Database maintenance

There are times when Heroku needs to perform a maintenance on our database instances, for example to apply system updates or upgrade to a newer database server.

We must not let Heroku run maintenances during the maintenance window to avoid disrupting production users (move the maintenance window if necessary). This page contains the instructions on how to perform the maintenance with the minimum amount of disruption.

Primary database

Performing maintenance on the primary database requires us to temporarily put the application in read-only mode. Heroku performs maintenances by creating a hidden database follower and switching over to it, so we need to prevent writes on the primary to let the follower catch up.

Maintenance should take less than 5 minutes of read-only time, but we should still announce it ahead of time on our status page. This is a sample message we can use:

The crates.io team will perform a database maintenance on YYYY-MM-DD from hh:mm to hh:mm UTC.

We expect this to take less than 5 minutes to complete. During maintenance crates.io will only be available in read-only mode: downloading crates and visiting the website will still work, but logging in, publishing crates, yanking crates or changing owners will not work.

Primary Database Checklist

1 hour before the maintenance

  1. Go into the Heroku Scheduler and disable the job enqueueing the downloads count updater. You can "disable" it by changing its schedule not to run during the maintenance window. The job uses a lot of database resources, and we should not run it during maintenance.

5 minutes before the maintenance

  1. Scale the background worker to 0 instances:

    heroku ps:scale -a crates-io background_worker=0
    

At the start of the maintenance

  1. Update the status page with this message:

    Scheduled maintenance on our database is starting.

    We expect this to take less than 5 minutes to complete.
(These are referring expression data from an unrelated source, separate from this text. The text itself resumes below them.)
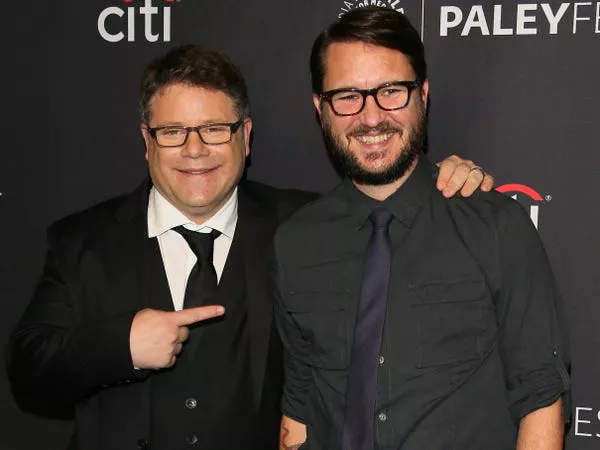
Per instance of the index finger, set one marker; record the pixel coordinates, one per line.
(446, 169)
(192, 315)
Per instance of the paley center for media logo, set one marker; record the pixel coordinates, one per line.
(520, 19)
(136, 22)
(412, 8)
(528, 197)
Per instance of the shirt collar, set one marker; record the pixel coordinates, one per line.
(404, 204)
(163, 216)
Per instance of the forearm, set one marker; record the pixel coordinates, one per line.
(542, 429)
(292, 434)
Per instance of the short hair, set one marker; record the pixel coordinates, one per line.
(384, 27)
(197, 66)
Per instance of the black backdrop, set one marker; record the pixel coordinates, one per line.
(514, 87)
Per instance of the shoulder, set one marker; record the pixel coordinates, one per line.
(485, 211)
(97, 219)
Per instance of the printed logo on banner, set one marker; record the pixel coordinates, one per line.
(136, 22)
(412, 8)
(587, 422)
(528, 197)
(521, 19)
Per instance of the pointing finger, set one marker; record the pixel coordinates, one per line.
(192, 315)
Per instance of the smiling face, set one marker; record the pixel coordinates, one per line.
(374, 147)
(196, 178)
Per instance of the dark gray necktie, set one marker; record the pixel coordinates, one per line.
(359, 421)
(202, 282)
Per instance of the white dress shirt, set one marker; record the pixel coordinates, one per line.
(178, 258)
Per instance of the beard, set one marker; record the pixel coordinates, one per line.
(348, 165)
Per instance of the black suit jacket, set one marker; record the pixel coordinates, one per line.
(71, 348)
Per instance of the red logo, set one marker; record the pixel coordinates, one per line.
(527, 196)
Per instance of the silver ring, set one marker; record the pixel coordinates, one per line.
(478, 168)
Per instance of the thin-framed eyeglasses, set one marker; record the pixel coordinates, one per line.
(388, 96)
(212, 133)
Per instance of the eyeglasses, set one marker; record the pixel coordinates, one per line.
(213, 134)
(388, 96)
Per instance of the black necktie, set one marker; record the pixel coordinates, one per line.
(202, 282)
(359, 421)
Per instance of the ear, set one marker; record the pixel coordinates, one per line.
(147, 138)
(425, 92)
(317, 102)
(247, 130)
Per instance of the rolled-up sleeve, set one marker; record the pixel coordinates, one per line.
(297, 371)
(532, 327)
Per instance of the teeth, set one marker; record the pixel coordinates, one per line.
(374, 139)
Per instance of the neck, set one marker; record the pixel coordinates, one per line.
(383, 191)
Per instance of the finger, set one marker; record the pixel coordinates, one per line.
(171, 362)
(447, 167)
(182, 334)
(458, 179)
(474, 180)
(487, 183)
(192, 315)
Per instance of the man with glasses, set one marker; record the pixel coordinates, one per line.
(409, 322)
(153, 315)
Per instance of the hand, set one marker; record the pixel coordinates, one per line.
(157, 337)
(292, 434)
(464, 175)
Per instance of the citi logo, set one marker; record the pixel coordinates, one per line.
(116, 24)
(528, 197)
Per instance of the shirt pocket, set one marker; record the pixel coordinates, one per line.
(323, 321)
(451, 318)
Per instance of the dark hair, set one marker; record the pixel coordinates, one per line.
(198, 66)
(384, 27)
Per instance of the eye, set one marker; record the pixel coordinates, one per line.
(347, 97)
(216, 129)
(391, 91)
(171, 132)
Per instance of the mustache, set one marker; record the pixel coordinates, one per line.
(383, 127)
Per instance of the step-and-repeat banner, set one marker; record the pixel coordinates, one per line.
(514, 86)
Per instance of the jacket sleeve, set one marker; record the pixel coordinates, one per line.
(297, 370)
(54, 356)
(533, 335)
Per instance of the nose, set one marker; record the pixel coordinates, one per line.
(372, 114)
(194, 147)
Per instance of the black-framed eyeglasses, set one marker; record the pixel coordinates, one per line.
(389, 97)
(212, 133)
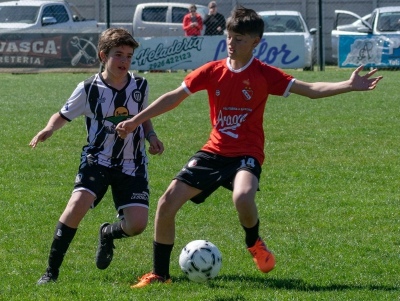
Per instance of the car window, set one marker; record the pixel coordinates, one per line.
(155, 14)
(20, 14)
(282, 23)
(56, 11)
(178, 13)
(389, 21)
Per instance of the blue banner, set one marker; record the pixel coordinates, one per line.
(370, 50)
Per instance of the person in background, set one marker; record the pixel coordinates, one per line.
(214, 22)
(192, 22)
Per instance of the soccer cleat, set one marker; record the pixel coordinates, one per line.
(48, 277)
(262, 257)
(150, 278)
(105, 250)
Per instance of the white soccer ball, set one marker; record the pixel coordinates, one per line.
(200, 260)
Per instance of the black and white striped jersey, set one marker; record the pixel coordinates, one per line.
(104, 107)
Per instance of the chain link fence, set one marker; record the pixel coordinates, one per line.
(75, 45)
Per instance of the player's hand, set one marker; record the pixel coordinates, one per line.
(43, 135)
(124, 128)
(362, 83)
(156, 146)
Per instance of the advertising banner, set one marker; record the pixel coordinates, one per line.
(369, 50)
(27, 50)
(33, 50)
(169, 53)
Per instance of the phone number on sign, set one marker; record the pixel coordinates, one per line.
(171, 60)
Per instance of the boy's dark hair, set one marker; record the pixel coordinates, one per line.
(245, 21)
(115, 37)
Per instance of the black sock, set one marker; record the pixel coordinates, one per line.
(251, 234)
(61, 240)
(161, 258)
(114, 231)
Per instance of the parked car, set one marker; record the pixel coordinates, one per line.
(43, 16)
(289, 23)
(382, 21)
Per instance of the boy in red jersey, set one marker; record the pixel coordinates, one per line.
(238, 88)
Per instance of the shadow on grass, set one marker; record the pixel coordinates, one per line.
(292, 284)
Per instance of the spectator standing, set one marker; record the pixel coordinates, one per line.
(214, 22)
(192, 22)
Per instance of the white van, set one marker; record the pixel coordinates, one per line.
(158, 19)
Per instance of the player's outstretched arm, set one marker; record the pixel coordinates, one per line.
(356, 82)
(55, 122)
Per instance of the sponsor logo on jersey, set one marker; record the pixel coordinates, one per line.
(137, 95)
(229, 123)
(78, 179)
(120, 114)
(144, 196)
(247, 93)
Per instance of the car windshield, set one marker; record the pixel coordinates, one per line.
(282, 23)
(18, 14)
(389, 21)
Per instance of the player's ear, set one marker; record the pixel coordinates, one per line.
(103, 56)
(256, 41)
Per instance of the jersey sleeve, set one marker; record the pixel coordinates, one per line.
(75, 104)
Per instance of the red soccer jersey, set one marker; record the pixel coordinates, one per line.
(237, 101)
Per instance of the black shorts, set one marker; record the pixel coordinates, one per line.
(126, 190)
(207, 172)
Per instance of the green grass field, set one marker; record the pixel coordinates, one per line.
(328, 200)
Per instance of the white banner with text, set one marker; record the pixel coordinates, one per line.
(173, 53)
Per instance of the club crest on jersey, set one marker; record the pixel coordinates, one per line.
(120, 114)
(137, 95)
(192, 163)
(101, 100)
(247, 93)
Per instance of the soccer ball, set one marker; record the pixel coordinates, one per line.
(200, 260)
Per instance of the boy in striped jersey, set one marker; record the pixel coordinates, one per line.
(105, 99)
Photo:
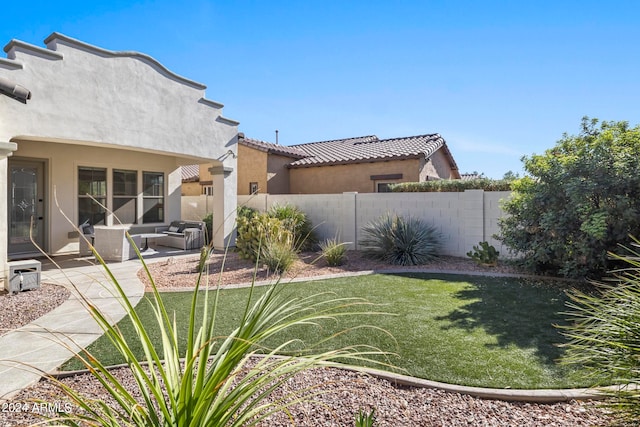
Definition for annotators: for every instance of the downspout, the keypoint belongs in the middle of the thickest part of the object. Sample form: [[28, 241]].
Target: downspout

During maintenance crates.io will only be available in read-only mode: downloading crates and visiting the website will still work, but logging in, publishing crates, yanking crates or changing owners will not work.

  2. Configure the application to be in read-only mode without the follower:

    heroku config:set -a crates-io READ_ONLY_MODE=1 DB_OFFLINE=follower
    

    The follower is removed because while Heroku tries to prevent connections to the primary database from failing during maintenance we observed that the same does not apply to the follower database, and there could be brief periods while the follower is not available.

  3. Confirm the application is in read-only mode by trying to publish a crate and logging in.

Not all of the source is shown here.